问题
I am using flourishlib for a website. My client requested that we should be able to use emojis with mobile phones. In theory we should change the character-encoding from utf8 to utf8mb4 for the MySQL database.
So far, so good, however, if we make this switch, like this:
# For each database:
ALTER DATABASE database_name CHARACTER SET = utf8mb4 COLLATE utf8mb4_unicode_ci;
# For each table:
ALTER TABLE table_name CONVERT TO CHARACTER SET utf8mb4 COLLATE utf8mb4_unicode_ci;
# For each column:
ALTER TABLE table_name CHANGE column_name column_name VARCHAR(191) CHARACTER SET utf8mb4 COLLATE utf8mb4_unicode_ci;
# (Don’t blindly copy-paste this! The exact statement depends on the column type, maximum length, and other properties. The above line is just an example for a `VARCHAR` column.)
Then each character will use four bytes instead of three bytes. This would increase the database's size with 33%. This would result in worse performance and more storage space used up. So, as a result, we have decided to switch to an encoding of utf8mb4 for only specific columns of specific tables.

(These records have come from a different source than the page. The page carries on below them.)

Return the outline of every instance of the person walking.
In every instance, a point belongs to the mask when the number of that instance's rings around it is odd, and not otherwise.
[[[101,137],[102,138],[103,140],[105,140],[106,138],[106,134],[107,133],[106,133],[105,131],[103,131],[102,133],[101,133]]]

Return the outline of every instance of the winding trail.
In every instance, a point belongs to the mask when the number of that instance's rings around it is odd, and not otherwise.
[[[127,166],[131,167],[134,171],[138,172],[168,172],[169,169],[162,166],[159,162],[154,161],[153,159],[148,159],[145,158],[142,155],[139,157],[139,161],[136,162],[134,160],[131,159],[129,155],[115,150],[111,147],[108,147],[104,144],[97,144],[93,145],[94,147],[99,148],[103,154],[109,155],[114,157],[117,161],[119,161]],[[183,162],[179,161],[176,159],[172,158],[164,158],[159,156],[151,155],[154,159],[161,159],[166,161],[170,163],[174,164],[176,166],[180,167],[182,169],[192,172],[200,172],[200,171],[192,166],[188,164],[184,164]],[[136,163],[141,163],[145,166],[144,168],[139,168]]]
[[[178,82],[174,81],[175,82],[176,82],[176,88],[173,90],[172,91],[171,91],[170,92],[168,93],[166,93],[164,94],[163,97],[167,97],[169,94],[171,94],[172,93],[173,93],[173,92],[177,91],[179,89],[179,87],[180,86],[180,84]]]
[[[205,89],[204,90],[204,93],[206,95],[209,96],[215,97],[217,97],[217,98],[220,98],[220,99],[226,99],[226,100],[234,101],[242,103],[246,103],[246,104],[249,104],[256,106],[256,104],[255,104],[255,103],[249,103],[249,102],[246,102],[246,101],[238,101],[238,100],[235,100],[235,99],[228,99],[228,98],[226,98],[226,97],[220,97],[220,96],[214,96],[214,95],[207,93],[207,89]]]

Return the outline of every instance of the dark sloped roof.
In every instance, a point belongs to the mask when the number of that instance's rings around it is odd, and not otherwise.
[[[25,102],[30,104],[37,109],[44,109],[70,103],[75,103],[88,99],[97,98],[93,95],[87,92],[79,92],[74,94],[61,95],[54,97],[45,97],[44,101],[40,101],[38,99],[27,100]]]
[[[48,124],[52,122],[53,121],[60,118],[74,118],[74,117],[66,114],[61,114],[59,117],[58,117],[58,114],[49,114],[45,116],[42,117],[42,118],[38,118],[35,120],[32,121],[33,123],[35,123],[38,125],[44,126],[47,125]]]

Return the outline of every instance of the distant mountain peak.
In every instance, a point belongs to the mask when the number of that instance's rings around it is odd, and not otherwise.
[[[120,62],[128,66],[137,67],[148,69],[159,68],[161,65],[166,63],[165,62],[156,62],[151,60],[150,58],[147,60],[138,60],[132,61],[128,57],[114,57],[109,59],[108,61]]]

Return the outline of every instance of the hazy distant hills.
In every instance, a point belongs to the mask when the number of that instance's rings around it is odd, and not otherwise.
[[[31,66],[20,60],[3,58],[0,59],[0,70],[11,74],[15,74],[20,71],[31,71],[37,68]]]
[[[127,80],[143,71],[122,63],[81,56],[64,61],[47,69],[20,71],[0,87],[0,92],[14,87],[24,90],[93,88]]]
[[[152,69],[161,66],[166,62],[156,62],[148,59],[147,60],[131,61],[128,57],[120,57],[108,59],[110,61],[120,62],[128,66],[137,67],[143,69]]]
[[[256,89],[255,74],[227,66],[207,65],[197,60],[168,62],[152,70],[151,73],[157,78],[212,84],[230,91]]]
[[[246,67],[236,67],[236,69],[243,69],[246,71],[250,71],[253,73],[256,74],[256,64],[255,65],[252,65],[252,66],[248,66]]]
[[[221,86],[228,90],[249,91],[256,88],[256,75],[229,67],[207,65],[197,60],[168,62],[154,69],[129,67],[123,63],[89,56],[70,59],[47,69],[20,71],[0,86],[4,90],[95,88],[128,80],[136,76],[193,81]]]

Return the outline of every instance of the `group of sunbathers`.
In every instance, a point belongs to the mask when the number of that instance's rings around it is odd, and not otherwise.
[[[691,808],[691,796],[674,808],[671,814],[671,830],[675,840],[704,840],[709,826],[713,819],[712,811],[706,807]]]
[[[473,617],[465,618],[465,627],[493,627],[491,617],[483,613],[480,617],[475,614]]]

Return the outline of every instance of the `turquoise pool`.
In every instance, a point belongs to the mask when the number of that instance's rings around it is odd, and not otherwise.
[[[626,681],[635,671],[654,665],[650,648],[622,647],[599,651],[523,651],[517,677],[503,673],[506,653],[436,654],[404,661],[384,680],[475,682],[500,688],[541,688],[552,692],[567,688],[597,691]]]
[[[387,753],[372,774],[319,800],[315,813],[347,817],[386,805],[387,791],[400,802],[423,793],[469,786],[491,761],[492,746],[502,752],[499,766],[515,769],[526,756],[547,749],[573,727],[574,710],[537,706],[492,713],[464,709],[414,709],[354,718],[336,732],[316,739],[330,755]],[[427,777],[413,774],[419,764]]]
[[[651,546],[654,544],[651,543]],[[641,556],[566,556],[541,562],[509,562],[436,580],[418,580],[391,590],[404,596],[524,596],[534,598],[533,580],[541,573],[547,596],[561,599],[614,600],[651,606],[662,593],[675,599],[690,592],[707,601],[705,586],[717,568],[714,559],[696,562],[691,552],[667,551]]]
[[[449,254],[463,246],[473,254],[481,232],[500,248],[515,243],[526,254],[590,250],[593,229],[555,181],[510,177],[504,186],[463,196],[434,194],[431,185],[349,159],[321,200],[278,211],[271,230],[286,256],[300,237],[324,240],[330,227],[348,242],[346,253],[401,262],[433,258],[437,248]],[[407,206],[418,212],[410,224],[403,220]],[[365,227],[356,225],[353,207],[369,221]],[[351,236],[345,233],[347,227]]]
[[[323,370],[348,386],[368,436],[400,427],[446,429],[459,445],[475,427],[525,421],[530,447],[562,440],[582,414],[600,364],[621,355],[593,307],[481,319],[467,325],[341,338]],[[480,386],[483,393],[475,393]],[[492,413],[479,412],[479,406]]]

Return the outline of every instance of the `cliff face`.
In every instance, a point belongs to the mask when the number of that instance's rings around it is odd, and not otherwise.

To make sure everything is all right, I have checked several things. Among them, I have checked flourishlib and found a few suspect parts:
There is an fUTF8 class, which does not seem to support utf8mb4
At fDatabase I am quoting some findings:
if ($this->connection && function_exists('mysql_set_charset') && !mysql_set_charset('utf8', $this->connection)) { throw new fConnectivityException( 'There was an error setting the database connection to use UTF-8' ); } //... // Make MySQL act more strict and use UTF-8 if ($this->type == 'mysql') { $this->execute("SET SQL_MODE = 'REAL_AS_FLOAT,PIPES_AS_CONCAT,ANSI_QUOTES,IGNORE_SPACE'"); $this->execute("SET NAMES 'utf8'"); $this->execute("SET CHARACTER SET utf8"); }
At fSQLSchemaTranslation I can see this:
$sql = preg_replace('#\)\s*;?\s*$#D', ')ENGINE=InnoDB, CHARACTER SET utf8', $sql);
I have the suspicion that flourishlib will not support our quest of making a few columns of a few table have a character encoding of utf8mb4. I wonder whether we can upgrade something somehow to make this support. As a worst-case scenario, we can override every textual occurrence of utf8 to utf8mb4. However, that would be a very ugly hack and we wonder whether there is a better solution. Should we make this hack or is there a more orthodox approach?
回答1:
I have resolved the issue. I have altered the tables where I wanted to support emojis by changing the column character set and collation, like this:
ALTER TABLE table_name CHANGE column_name column_name text CHARACTER SET utf8mb4 COLLATE utf8mb4_unicode_ci;
After that, I had to make a few ugly hacks to make flourishlib able to support emojis.
fDatabase.php:
line 685:
if ($this->connection && function_exists('mysql_set_charset') && !mysql_set_charset('utf8mb4', $this->connection)) {
throw new fConnectivityException(
'There was an error setting the database connection to use UTF-8'
);
}
line 717 stays the same, everything crashes if this line is changed:
if ($this->connection && function_exists('mysqli_set_charset') && !mysqli_set_charset($this->connection, 'utf8')) {
line 800:
// Make MySQL act more strict and use UTF-8
if ($this->type == 'mysql') {
$this->execute("SET SQL_MODE = 'REAL_AS_FLOAT,PIPES_AS_CONCAT,ANSI_QUOTES,IGNORE_SPACE'");
$this->execute("SET NAMES 'utf8mb4'");
$this->execute("SET CHARACTER SET utf8mb4");
}
fSQLSchemaTranslation.php:
line 1554:
$sql = preg_replace('#\)\s*;?\s*$#D', ')ENGINE=InnoDB, CHARACTER SET utf8mb4', $sql);
fXML.php:
line 403:
if (preg_replace('#[^a-z0-9]#', '', strtolower($encoding)) == 'utf8mb4') {
// Remove the UTF-8 BOM if present
$xml = preg_replace("#^\xEF\xBB\xBF#", '', $xml);
fCore::startErrorCapture(E_NOTICE);
$cleaned = self::iconv('UTF-8', 'UTF-8', $xml);
if ($cleaned != $xml) {
$xml = self::iconv('Windows-1252', 'UTF-8', $xml);
}
fCore::stopErrorCapture();
}
and finally, when there are modifications for any of the columns affected, I execute this:
App::db()->query("set names 'utf8mb4'");
which, essentially triggers the ->query()
execution of an fDatabase
object.
回答2:
increase the database's size with 33%.
Not true. English letters still take 1 byte each. What you gain with utf8mb4 is the ability to store emoji and some Chinese characters.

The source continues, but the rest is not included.